Note: The examples in this guide use the Implicit flow for quick testing. In the following example, request only id_token as the response_type value. This means that the requests are for a fat ID token, and the ID token is the only token included in the response. The ID token contains any groups assigned to the user that signs in when you include the groups scope in the request.

Requests to the org authorization server for both the ID token and the access token are considered thin ID tokens. A thin ID token contains only base claims. Profile attributes and groups aren't returned, even if those scopes are included in the request. You can use the access token to get the groups claim from the /userinfo endpoint (opens new window).

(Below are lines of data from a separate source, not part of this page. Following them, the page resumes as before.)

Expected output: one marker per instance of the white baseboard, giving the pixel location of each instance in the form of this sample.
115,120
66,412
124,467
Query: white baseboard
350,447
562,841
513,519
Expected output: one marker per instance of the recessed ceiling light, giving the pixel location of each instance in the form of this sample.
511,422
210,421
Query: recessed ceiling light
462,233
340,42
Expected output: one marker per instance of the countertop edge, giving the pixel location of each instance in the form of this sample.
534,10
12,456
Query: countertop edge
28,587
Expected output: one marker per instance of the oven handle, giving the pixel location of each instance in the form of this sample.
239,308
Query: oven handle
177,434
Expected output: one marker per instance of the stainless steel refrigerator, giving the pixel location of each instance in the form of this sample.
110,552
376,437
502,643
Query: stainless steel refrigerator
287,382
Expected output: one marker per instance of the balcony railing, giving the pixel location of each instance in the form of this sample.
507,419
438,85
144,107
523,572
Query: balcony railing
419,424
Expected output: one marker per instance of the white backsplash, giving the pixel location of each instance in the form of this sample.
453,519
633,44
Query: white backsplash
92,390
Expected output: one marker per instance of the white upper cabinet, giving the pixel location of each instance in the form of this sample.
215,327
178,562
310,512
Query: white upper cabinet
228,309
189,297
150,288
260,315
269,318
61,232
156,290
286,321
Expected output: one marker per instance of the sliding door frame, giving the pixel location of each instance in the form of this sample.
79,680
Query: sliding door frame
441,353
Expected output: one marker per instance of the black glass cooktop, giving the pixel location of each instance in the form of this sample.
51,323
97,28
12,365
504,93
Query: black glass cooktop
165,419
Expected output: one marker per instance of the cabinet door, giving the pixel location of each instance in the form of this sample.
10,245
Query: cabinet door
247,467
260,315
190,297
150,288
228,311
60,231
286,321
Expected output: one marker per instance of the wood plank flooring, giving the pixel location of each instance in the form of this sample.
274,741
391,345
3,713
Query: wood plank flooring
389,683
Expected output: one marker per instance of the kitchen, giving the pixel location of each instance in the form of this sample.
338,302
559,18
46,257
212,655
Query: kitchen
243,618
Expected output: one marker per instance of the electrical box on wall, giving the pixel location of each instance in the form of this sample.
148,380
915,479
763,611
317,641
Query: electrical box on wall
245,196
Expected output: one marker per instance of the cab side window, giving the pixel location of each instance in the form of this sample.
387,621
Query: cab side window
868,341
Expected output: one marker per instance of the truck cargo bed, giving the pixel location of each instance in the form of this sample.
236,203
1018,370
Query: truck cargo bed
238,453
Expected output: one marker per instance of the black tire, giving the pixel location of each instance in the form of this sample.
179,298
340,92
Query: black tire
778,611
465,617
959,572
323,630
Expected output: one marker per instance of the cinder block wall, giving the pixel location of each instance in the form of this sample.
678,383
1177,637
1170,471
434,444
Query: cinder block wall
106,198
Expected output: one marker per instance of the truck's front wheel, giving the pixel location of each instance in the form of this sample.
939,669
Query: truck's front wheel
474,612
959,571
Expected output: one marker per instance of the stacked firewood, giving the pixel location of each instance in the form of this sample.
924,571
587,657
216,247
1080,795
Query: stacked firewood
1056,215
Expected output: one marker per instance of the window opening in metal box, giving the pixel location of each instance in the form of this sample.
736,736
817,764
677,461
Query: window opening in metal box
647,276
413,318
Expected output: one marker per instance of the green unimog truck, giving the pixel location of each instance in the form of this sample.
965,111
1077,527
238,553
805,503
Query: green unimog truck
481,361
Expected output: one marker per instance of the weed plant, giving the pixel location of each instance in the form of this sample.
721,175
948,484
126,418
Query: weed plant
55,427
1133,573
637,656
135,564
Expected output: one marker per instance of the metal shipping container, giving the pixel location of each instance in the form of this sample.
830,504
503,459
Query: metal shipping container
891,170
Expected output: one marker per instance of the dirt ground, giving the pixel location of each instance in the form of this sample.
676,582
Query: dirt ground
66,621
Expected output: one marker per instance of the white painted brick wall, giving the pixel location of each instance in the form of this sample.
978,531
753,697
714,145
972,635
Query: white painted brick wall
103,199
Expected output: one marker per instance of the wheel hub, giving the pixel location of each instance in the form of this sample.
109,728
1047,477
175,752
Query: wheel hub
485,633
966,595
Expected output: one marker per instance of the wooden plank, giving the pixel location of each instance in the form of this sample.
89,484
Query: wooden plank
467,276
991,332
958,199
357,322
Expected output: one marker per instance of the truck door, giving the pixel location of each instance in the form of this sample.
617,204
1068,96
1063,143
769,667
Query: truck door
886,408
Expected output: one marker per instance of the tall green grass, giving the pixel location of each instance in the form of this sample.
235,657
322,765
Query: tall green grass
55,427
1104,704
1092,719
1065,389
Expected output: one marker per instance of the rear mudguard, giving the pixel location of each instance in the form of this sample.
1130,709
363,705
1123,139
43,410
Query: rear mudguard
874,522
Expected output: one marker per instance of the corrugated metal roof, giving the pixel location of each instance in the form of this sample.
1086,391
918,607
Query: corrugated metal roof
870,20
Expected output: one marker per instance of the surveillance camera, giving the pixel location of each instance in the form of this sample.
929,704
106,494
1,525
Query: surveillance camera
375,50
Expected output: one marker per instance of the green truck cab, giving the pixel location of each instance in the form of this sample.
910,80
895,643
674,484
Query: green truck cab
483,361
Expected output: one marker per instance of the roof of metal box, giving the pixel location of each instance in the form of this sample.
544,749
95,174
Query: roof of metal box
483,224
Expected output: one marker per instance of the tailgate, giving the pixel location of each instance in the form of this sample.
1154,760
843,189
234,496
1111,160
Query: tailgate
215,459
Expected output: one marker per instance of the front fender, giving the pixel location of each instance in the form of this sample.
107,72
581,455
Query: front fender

The resulting URL looks something like this:

Note: In this example, the user signing in to your app is assigned to a group called "IT" and being a part of the "Everyone" group.

  curl -X GET
  "https://{yourOktaDomain}/oauth2/v1/authorize?client_id=examplefa39J4jXdcCwWA
  &response_type=id_token
  &scope=openid%20groups
  &redirect_uri=https%3A%2F%2FyourRedirectUriHere.com
  &state=myState
  &nonce=myNonceValue"

The decoded JWT looks something like this:

{
  "sub": "00uixa271s6x7qt8I0h7",
  "ver": 1,
  "iss": "https://{yourOktaDomain}",
  "aud": "0oaoiuhhch8VRtBnC0h7",
  "iat": 1574201516,
  "exp": 1574205116,
  "jti": "ID.ewMNfSvcpuqyS93OgVeCN3F2LseqROkyYjz7DNb9yhs",
  "amr": [
    "pwd",
    "mfa",
    "kba"
  ],
  "idp": "00oixa26ycdNcX0VT0h7",
  "nonce": "UBGW",
  "auth_time": 1574201433,
  "groups": [
    "Everyone",
    "IT"
  ]
}

Add a groups claim for a custom authorization server

Use these steps to add a groups claim to ID tokens and access tokens to perform authentication and authorization using a custom authorization server. See Authorization servers for more information on the types of authorization servers available to you and what you can use them for.

In the Admin Console, from the Security menu, select API, and then select the custom authorization server that you want to configure.
Go to the Claims tab and click Add Claim.
Enter a name for the claim. For this example, name it Groups.
In the Include in token type section, leave Access Token selected. Add the groups claim to an access token in this example.

Note: You can configure the groups claim to always be included in the ID token. To do that, follow these steps and select ID Token for the Include in token type value and select Always.
Select Groups as the Value type.
In the Filter dropdown box, select Matches regex and then enter the following expression as the Value: .*

Note: For more fine-grained filtering information, see the steps for adding a groups claim with a dynamic allowlist.
Click Create.

Request an access token that contains the groups claim

To test the full authentication flow that returns an access token, build your request URL. Make sure that you include the openid scope in the request. For the specific steps on building the request URL, receiving the response, and decoding the JWT, see Request a token that contains the custom claim.